7.4 Seed testing by the AE Laboratory
The AE laboratory carries out the requested testing and issues the ISTA/AOSA report of analysis, as well as the EU grading report (if requested).
The original ISTA/AOSA report of analysis and the EU grading report (if applicable) are provided by the AE Laboratory to the AE establishment. Copies of the ISTA/AOSA report of analysis, EU grader report (if applicable), and the sample submission form are provided by the AE laboratory to the CFIA’s SSTS.
The CFIA’s SSTS reviews the documentation from the AE laboratory to verify if all requirements are met and forwards the documents and confirmation of the EU grading decision (if applicable) to the CFIA local office.
For seed that meets EU Rules and Standards, the statement 'Sampled and analysed according to ISTA Rules for orange certificates by ‘name of AE Laboratory' must appear on the back of the OECD tag. Note that the AE laboratory is only carrying out the testing mentioned in the statement. An ISTA laboratory can accept samples for testing from ISTA samplers authorized by any other ISTA Lab and thus it is not necessary to be specific about the authority of the sampler. Further, there are space limitations on the OECD tag.
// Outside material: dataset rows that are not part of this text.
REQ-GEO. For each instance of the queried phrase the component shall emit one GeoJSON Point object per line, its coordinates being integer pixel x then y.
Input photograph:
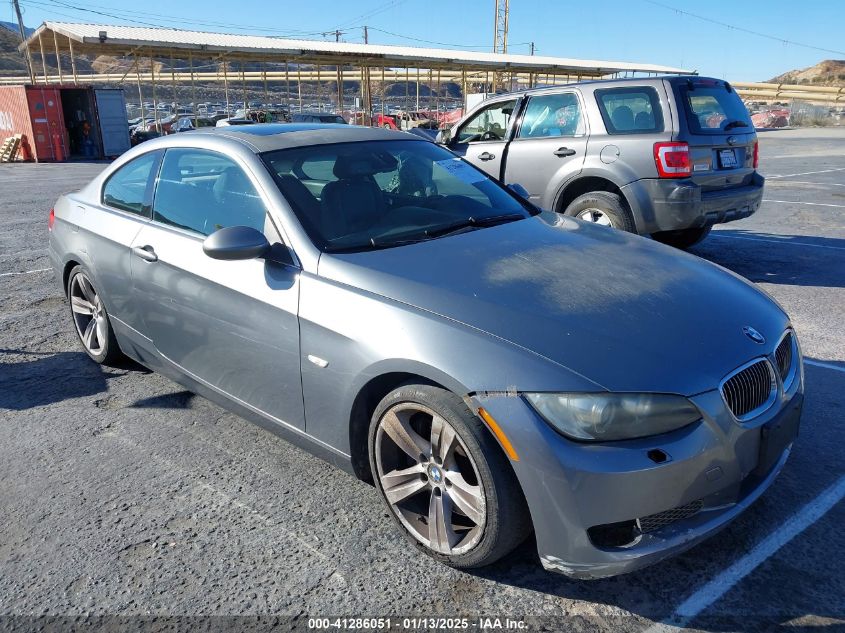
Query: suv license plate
{"type": "Point", "coordinates": [727, 158]}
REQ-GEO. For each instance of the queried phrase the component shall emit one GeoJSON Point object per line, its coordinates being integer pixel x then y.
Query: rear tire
{"type": "Point", "coordinates": [684, 238]}
{"type": "Point", "coordinates": [456, 498]}
{"type": "Point", "coordinates": [602, 207]}
{"type": "Point", "coordinates": [90, 319]}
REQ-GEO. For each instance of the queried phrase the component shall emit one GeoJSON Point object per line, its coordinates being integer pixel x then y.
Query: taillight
{"type": "Point", "coordinates": [672, 160]}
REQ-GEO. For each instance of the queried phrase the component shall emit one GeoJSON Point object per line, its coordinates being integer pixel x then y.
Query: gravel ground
{"type": "Point", "coordinates": [122, 494]}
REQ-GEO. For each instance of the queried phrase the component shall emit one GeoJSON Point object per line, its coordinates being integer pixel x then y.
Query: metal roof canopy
{"type": "Point", "coordinates": [128, 40]}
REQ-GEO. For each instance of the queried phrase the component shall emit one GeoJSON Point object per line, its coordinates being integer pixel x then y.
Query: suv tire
{"type": "Point", "coordinates": [684, 238]}
{"type": "Point", "coordinates": [603, 207]}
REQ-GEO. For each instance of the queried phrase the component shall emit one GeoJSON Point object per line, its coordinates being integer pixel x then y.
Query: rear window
{"type": "Point", "coordinates": [630, 110]}
{"type": "Point", "coordinates": [714, 108]}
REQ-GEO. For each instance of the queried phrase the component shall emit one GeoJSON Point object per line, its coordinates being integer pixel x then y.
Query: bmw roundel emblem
{"type": "Point", "coordinates": [753, 334]}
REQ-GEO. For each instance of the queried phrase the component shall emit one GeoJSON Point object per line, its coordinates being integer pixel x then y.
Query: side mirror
{"type": "Point", "coordinates": [519, 190]}
{"type": "Point", "coordinates": [235, 243]}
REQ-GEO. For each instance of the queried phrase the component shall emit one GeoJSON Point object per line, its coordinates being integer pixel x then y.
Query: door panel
{"type": "Point", "coordinates": [232, 324]}
{"type": "Point", "coordinates": [549, 146]}
{"type": "Point", "coordinates": [482, 140]}
{"type": "Point", "coordinates": [113, 223]}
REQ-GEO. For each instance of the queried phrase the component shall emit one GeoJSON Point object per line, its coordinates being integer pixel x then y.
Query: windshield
{"type": "Point", "coordinates": [715, 109]}
{"type": "Point", "coordinates": [380, 194]}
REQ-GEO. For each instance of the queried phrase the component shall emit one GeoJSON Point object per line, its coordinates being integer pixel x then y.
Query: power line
{"type": "Point", "coordinates": [743, 29]}
{"type": "Point", "coordinates": [391, 4]}
{"type": "Point", "coordinates": [130, 16]}
{"type": "Point", "coordinates": [447, 44]}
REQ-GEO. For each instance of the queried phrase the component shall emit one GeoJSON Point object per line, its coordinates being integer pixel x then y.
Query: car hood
{"type": "Point", "coordinates": [626, 312]}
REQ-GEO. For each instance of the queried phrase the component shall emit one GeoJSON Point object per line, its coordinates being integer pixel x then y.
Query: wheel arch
{"type": "Point", "coordinates": [585, 183]}
{"type": "Point", "coordinates": [69, 265]}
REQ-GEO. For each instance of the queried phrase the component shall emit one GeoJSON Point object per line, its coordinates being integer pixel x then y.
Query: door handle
{"type": "Point", "coordinates": [146, 253]}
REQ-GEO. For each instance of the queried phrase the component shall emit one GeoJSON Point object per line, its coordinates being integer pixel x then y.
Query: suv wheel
{"type": "Point", "coordinates": [444, 478]}
{"type": "Point", "coordinates": [684, 238]}
{"type": "Point", "coordinates": [604, 208]}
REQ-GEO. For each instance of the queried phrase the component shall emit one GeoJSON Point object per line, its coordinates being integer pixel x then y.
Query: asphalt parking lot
{"type": "Point", "coordinates": [120, 493]}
7.5 CFIA local office responsibilities
The CFIA local office reviews all the documentation provided by the AE establishment and CFIA’s SSTS in the same manner as if the certification was not under the AEP.
The CFIA local office issues a Varietal Certificate (CFIA 0006, or CFIA 0007 for EU Rules and Standards) if all the requirements for certification have been met.
7.6 NFC seed lots
Seed testing (purity, germination, disease, moisture) is not required for OECD certification of an NFC seed lot under the AEP. Therefore, the applicable steps above for sampling, testing, and document review related to seed testing are not relevant for certification of an NFC seed lot. A sample for VV testing is required for NFC seed lot certification.
The CFIA local office issues the CFIA 0006 Varietal Certificate for OECD NFC lots.
Appendix 1 - Differentiation between the Canadian and OECD definitions of mixture and blend
|Canadian definition||OECD definition|
|Mixture||A combination of seed of two or more crop kinds or species.||A combination of seed of two or more varieties, crop kinds, or species.|
'Blend' is used in two different ways:
|A seed lot that contains two or more lots of OECD Certified seed of the same generation (1st or 2nd) of one variety.|
Appendix 2 - Equivalency of Canadian Pedigreed Status and OECD Eligibility
|Canadian Pedigreed Status on Crop Certificate||OECD Eligibility|
|Certified||Certified 1st Generation Table Note 1|
|Foundation||Pre-Basic - 2 Generations prior to Cert 1st Gen|
|Select to produce Foundation||Pre-Basic - 3 Generations prior to Cert 1st Gen|
|Select to produce Select||Pre-Basic - 4 Generations prior to Cert 1st Gen|
|Breeder seed||Pre-Basic – Number of generations prior to Cert 1st determined by the Breeder|
- Table note 1
The OECD permits the certification of Certified 2nd Generation seed (seed produced from Certified, 1st Generation status seed).
|Canadian Pedigreed Status on Crop Certificate||OECD Eligibility|
|Certified||Certified 1st Generation Table Note 2|
|Breeder Seed||Pre-Basic – Number of generations prior to Cert 1st determined by the Breeder|
- Table note 2
The OECD permits the certification of Certified 2nd Generation seed (seed produced from Certified, 1st Generation status seed).